Vegans have substantially lower death rates than meat-eaters, a major study has found.
The study has been published in the JAMA Internal Medicine Journal and reignites debate around increasingly popular vegan diets amid conflicting medical advice and evidence over their impact of proponents’ health.
The research was undertaken by scientists at Massachusetts General Hospital, who monitored health and diet records of more than 130,000 people over the course of thirty years.
They found every three per cent increase in calories from plant protein was found to reduce risk of death by 10 per cent. The figure rises to 12 per cent for risk of dying from heart disease.
By contrast, raising the share of animal protein in one’s diet by 10 per cent led to a two per cent higher risk of death from all causes. This increased to an eight per cent higher chance of dying from heart disease.
Substituting eggs for plant protein led to a 19 per cent reduction in death risk and eliminating unprocessed red meat saw a drop of 12 per cent.
As would be expected, the risk was found to be most pronounced among people who also engaged in other unhealthy activities, including having a history of smoking, drinking heavily or being obese.

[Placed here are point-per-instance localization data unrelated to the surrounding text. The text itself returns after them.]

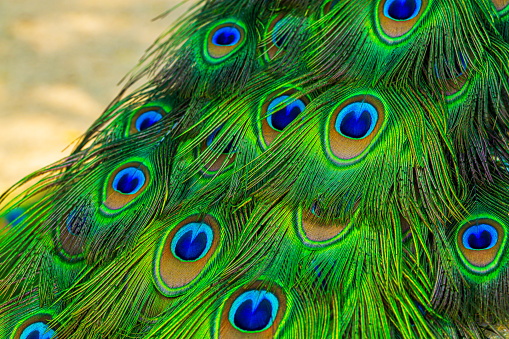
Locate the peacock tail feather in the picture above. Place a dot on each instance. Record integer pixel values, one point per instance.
(286, 169)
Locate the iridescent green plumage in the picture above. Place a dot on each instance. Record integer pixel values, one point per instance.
(290, 169)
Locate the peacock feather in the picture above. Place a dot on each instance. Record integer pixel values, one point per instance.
(284, 169)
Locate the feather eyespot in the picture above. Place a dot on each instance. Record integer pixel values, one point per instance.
(402, 9)
(223, 40)
(184, 253)
(225, 158)
(352, 127)
(145, 118)
(279, 31)
(278, 111)
(480, 244)
(192, 242)
(397, 18)
(254, 311)
(35, 327)
(501, 6)
(125, 184)
(12, 218)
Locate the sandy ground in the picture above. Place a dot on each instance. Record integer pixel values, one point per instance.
(60, 63)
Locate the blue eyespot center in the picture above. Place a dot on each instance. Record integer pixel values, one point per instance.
(38, 330)
(281, 118)
(480, 237)
(192, 242)
(254, 311)
(129, 180)
(15, 216)
(147, 119)
(356, 120)
(402, 10)
(226, 36)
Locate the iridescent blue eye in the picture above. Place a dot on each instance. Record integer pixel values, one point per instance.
(254, 311)
(357, 120)
(129, 180)
(15, 216)
(480, 237)
(38, 330)
(315, 209)
(192, 241)
(401, 10)
(226, 36)
(147, 119)
(280, 32)
(285, 114)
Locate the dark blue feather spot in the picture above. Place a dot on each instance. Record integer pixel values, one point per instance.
(192, 241)
(356, 120)
(355, 126)
(479, 241)
(402, 10)
(480, 237)
(226, 36)
(129, 180)
(14, 216)
(249, 318)
(286, 114)
(127, 183)
(33, 335)
(254, 311)
(147, 119)
(38, 330)
(188, 248)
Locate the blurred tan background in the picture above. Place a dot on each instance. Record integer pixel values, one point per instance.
(60, 63)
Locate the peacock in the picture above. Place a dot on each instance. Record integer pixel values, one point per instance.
(281, 169)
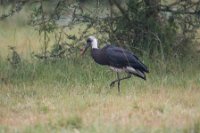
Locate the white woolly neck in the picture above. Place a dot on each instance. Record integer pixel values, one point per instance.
(94, 42)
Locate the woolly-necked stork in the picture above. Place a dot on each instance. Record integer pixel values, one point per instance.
(118, 59)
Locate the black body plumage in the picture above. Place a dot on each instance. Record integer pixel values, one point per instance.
(119, 58)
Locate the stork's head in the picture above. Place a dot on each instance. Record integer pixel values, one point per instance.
(91, 42)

However, caution should be exercised when interpreting the results, as other more complex social and environment factors could affect the results rather than being solely related to diet. For instance, vegans are more likely to be younger than the general population and therefore have much lower mortality rates. Similarly, vegans can be more likely to come from socially affluent backgrounds, which can also influence mortality risk.

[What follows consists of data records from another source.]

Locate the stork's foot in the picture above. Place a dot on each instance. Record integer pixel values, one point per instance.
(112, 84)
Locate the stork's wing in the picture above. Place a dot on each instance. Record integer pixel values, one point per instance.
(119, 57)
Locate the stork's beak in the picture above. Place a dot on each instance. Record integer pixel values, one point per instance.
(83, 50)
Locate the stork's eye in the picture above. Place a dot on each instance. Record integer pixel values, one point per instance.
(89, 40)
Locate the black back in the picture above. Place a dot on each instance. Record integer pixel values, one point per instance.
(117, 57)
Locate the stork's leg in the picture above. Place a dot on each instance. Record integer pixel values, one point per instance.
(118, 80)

Lead scientist Dr Mingyang Song said: ‘Overall, our findings support the importance of the sources of dietary protein for long-term health outcomes.

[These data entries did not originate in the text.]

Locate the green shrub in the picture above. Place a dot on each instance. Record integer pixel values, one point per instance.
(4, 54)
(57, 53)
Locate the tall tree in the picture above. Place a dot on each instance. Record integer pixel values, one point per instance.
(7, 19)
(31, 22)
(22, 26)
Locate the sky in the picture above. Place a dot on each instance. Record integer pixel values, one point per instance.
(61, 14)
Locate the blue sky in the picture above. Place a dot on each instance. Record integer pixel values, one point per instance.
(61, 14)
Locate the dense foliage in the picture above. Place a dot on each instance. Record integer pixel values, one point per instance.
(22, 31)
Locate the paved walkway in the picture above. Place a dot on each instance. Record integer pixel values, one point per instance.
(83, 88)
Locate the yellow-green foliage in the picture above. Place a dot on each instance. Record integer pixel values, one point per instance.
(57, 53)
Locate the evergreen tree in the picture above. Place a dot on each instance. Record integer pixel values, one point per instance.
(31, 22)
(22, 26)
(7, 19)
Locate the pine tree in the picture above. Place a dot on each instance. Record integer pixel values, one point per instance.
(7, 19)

“While previous studies have primarily focused on the overall amount of protein intake – which is important – from a broad dietary perspective, the particular foods people consume to get protein are equally important.
“Our findings suggest people should consider eating more plant proteins than animal proteins, and when they do choose among sources of animal protein, fish and chicken are probably better choices.”
The number of people in Britain who follow a vegan diet has increased 360 per cent over the course of the last decade. Vegans eliminate all animal products from their diet, including meat, dairy and other products processed using animal products, such as some forms of sugar and wines.